Protesty w F1 – rzecz normalna, ale…
Protesty w Formule 1, to coś do czego przywykł każdy z fanów królowej sportów motorowych. Jednak, gdy swoje manifestacje zapowiadają osoby spoza padoku dzieje się coś nietypowego. W 2020 roku brytyjska policja zatrzymała demonstrantów Extinction Rebellion, którzy chcieli wtargnąć na tor. Od tego czasu do zabezpieczenia imprezy używa się również psów tropiących.

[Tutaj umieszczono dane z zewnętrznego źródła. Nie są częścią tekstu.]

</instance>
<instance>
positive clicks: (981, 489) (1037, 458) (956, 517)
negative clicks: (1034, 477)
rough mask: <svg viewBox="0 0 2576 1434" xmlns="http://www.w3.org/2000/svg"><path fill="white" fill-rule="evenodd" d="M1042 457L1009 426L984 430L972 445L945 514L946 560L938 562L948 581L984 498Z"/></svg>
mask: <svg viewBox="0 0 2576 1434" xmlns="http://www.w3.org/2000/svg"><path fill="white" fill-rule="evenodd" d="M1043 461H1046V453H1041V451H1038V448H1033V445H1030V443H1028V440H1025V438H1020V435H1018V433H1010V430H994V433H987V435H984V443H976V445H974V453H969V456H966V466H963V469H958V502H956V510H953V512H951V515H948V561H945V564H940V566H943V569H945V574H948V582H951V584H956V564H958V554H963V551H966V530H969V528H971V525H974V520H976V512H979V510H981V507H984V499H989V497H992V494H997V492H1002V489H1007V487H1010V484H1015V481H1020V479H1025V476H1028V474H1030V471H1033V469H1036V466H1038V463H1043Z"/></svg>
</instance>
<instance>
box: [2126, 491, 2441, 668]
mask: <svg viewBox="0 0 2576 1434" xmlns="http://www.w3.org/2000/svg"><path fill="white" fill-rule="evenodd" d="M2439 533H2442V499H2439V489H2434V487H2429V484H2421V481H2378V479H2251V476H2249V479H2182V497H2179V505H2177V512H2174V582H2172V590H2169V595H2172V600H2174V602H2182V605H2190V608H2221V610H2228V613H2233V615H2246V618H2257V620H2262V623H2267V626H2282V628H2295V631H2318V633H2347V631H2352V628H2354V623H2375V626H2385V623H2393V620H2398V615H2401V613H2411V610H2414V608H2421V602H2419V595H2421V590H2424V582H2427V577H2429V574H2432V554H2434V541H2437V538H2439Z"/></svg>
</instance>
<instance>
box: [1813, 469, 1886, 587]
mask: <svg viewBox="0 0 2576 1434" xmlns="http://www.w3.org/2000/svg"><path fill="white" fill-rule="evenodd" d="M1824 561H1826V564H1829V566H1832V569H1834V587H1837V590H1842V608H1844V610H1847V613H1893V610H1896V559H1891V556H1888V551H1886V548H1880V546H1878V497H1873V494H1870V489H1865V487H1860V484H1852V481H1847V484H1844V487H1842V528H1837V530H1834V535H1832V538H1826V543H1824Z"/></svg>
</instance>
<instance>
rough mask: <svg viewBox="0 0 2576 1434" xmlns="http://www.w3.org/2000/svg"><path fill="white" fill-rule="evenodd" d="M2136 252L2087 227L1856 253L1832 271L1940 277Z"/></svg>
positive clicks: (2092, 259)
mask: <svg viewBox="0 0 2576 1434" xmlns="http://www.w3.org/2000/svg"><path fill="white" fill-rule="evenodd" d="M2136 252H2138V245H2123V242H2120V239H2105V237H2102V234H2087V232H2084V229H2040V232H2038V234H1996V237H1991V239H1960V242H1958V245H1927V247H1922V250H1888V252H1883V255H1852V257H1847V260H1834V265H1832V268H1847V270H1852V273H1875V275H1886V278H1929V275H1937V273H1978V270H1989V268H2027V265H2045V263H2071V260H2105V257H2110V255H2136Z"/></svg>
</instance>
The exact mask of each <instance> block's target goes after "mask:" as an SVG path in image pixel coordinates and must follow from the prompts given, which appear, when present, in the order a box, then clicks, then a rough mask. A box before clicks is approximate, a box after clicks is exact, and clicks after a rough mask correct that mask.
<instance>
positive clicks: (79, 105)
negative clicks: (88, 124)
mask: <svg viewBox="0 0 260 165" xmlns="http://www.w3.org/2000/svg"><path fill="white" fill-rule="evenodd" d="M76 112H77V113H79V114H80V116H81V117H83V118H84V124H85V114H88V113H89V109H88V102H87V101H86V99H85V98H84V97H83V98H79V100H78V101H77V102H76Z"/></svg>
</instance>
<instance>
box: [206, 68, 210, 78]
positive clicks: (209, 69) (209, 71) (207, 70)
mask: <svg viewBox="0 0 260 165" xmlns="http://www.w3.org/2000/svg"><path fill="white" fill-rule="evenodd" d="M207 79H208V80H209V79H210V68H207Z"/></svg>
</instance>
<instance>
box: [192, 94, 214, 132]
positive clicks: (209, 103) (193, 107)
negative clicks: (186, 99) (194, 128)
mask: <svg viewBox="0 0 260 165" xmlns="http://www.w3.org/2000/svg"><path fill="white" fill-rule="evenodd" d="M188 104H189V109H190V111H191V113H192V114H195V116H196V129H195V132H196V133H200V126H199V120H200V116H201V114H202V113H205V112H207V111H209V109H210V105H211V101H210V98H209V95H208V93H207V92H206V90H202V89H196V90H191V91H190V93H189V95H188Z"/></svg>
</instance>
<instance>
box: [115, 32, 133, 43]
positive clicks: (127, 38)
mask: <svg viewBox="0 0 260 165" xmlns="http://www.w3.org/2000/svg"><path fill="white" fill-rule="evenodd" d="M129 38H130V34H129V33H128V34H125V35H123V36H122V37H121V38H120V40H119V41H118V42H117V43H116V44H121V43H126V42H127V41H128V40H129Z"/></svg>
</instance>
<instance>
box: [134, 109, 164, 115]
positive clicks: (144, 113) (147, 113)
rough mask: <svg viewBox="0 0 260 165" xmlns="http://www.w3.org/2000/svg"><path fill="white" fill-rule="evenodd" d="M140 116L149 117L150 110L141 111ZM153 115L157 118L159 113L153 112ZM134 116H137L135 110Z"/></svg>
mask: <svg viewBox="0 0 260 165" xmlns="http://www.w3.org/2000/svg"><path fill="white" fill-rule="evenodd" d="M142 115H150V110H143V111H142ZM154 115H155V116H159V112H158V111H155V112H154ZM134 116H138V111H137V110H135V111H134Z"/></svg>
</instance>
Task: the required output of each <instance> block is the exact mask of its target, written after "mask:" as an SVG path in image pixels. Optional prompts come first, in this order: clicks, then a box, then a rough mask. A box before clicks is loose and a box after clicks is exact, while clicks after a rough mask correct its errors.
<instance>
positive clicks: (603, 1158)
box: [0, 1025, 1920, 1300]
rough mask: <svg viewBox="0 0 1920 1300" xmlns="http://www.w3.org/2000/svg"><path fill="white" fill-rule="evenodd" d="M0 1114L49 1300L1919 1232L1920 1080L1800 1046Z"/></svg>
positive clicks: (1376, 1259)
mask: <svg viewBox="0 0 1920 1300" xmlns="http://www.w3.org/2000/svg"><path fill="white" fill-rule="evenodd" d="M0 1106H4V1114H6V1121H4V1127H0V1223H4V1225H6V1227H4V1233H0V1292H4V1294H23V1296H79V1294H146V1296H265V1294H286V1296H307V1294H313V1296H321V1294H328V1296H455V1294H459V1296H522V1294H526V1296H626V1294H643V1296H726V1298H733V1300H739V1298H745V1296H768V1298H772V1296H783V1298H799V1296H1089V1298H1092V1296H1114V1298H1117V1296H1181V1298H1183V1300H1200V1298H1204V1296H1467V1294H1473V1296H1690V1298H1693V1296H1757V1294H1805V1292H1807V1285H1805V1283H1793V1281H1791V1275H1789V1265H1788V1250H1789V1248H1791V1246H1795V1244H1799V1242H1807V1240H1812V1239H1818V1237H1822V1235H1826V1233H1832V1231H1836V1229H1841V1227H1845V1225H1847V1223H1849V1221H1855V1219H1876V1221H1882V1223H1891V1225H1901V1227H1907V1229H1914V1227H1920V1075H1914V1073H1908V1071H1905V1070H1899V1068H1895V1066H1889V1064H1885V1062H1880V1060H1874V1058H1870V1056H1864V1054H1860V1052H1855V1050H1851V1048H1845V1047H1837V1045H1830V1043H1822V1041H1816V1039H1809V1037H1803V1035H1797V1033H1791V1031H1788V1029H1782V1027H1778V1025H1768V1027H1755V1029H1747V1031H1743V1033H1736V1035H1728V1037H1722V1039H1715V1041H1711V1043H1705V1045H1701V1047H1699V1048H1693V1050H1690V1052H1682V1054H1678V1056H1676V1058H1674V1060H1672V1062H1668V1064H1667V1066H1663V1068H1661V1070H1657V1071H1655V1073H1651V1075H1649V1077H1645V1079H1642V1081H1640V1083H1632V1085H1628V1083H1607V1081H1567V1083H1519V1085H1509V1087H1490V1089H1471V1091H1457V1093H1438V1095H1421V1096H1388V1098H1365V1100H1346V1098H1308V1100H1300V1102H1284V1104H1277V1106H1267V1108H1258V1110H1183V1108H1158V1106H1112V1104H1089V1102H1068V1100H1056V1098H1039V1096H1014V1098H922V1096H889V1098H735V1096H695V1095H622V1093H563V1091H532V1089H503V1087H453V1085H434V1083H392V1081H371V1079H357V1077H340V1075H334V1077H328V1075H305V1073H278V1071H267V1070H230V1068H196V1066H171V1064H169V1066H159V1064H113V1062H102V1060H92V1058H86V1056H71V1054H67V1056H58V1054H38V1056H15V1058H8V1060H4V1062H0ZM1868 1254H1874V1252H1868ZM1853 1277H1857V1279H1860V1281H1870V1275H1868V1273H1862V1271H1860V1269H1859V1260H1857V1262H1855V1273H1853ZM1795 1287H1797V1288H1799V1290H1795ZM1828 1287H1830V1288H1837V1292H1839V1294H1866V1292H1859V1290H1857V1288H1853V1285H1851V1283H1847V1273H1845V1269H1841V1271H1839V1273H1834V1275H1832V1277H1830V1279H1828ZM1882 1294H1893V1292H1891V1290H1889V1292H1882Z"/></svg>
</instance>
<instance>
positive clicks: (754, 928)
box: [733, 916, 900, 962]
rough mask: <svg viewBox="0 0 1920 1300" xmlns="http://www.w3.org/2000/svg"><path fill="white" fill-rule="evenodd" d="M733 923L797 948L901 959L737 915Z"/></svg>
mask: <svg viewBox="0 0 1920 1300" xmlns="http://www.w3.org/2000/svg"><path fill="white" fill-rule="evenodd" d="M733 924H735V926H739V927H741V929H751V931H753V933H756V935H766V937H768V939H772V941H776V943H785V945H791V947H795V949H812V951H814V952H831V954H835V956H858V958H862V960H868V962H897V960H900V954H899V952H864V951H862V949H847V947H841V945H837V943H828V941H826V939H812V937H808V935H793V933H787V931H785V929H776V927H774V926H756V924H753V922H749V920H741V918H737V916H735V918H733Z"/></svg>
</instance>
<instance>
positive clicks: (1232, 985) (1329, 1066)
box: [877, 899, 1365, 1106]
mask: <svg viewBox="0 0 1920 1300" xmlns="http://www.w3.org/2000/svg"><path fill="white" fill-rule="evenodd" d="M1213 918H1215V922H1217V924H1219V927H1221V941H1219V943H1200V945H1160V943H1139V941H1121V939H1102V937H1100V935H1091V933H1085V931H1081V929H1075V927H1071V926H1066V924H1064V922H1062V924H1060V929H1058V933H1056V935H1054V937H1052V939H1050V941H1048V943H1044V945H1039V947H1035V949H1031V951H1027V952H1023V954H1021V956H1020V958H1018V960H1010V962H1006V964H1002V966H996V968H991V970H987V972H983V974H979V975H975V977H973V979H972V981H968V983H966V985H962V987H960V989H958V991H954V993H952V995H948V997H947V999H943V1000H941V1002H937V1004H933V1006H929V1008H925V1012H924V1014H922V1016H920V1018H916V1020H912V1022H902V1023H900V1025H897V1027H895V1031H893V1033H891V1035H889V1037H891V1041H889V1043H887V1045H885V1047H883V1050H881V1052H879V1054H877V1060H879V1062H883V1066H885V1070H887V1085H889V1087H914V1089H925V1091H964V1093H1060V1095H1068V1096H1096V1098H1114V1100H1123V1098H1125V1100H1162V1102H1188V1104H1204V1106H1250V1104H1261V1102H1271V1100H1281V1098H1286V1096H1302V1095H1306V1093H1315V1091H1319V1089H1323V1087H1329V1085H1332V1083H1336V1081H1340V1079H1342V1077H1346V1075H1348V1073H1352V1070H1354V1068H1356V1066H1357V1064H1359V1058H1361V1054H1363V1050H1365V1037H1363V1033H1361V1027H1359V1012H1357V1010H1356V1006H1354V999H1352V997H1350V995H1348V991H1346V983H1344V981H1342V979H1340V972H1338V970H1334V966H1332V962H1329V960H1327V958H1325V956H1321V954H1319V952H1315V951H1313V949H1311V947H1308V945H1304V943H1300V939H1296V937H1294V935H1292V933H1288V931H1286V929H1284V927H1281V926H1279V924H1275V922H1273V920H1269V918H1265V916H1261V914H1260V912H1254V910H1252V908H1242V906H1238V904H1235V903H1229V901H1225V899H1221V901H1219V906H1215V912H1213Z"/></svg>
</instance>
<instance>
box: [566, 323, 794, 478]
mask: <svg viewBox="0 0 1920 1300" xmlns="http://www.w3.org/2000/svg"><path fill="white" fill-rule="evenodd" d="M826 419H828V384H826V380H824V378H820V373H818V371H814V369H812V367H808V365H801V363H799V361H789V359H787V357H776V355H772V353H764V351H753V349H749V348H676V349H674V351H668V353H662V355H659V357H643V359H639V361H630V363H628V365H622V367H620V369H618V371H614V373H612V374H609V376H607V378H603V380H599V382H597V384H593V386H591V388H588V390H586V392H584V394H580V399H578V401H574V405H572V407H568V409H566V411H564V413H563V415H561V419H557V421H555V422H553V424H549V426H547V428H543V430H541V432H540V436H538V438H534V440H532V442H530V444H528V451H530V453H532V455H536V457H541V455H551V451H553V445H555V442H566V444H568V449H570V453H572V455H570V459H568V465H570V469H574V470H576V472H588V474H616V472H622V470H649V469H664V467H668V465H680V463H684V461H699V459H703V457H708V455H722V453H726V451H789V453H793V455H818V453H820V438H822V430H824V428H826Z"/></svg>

Według najnowszych informacji brytyjskiej policji grupa demonstrantów spróbuje wtargnąć na tor podczas niedzielnego wyścigu. Organizatorzy spodziewają się nawet 400 tysięcy fanów F1. To zdecydowanie utrudnia wyłapanie potencjalnych protestujących. Policja zaapelowała do potencjalnych demonstrantów, by nie narażali swojego i kierowców życia.
Czytaj też: Grand Prix Wielkiej Brytanii – Start dla Bottasa i Sainza
GP Wielkiej Brytanii – powtórka z 2003 roku?
Ostatni raz w Formule 1, gdy ktoś wtargnął na tor w ramach protestu, miał miejsce podczas Grand Prix Wielkiej Brytanii 2003. Ksiądz ojciec Cornelius Horan ubrany w zielony kilt pojawił się na Silverstone i z transparentem próbował wbiegać w jadące samochody. Cała akcja miała miejsce na prostej Hangar na jedenastym okrążeniu rywalizacji.
Później został skazany przez sąd na dwa miesiące więzienia. Sąd w Northampton uznał go za winnego poważnego wykroczenia. Obecny na torze sędzia: Stephen Green, który ścignął księdza z toru został odznaczony medalem BARC Browninga za ryzykowanie życia.
Do niecodziennej sytuacji doszło również m.in. podczas jednego z treningów przed GP Chin 2015. Wówczas jedna z osób postanowiła przebiec przez prostą start-meta, by szybciej pojawić się w garażach.
Co nas czeka w weekend?
Po wczorajszych treningach dziś kierowcy i zespoły będą mieli ostatnią godzinę na przygotowania do rywalizacji. Start sesji zaplanowano na 13:00 czasu polskiego. O 16:00 rozpocznie się walka o pole position. Niedzielny wyścig wystartuje o 16:00. Kierowcy przejadą 52 okrążenia kultowego Silverstone.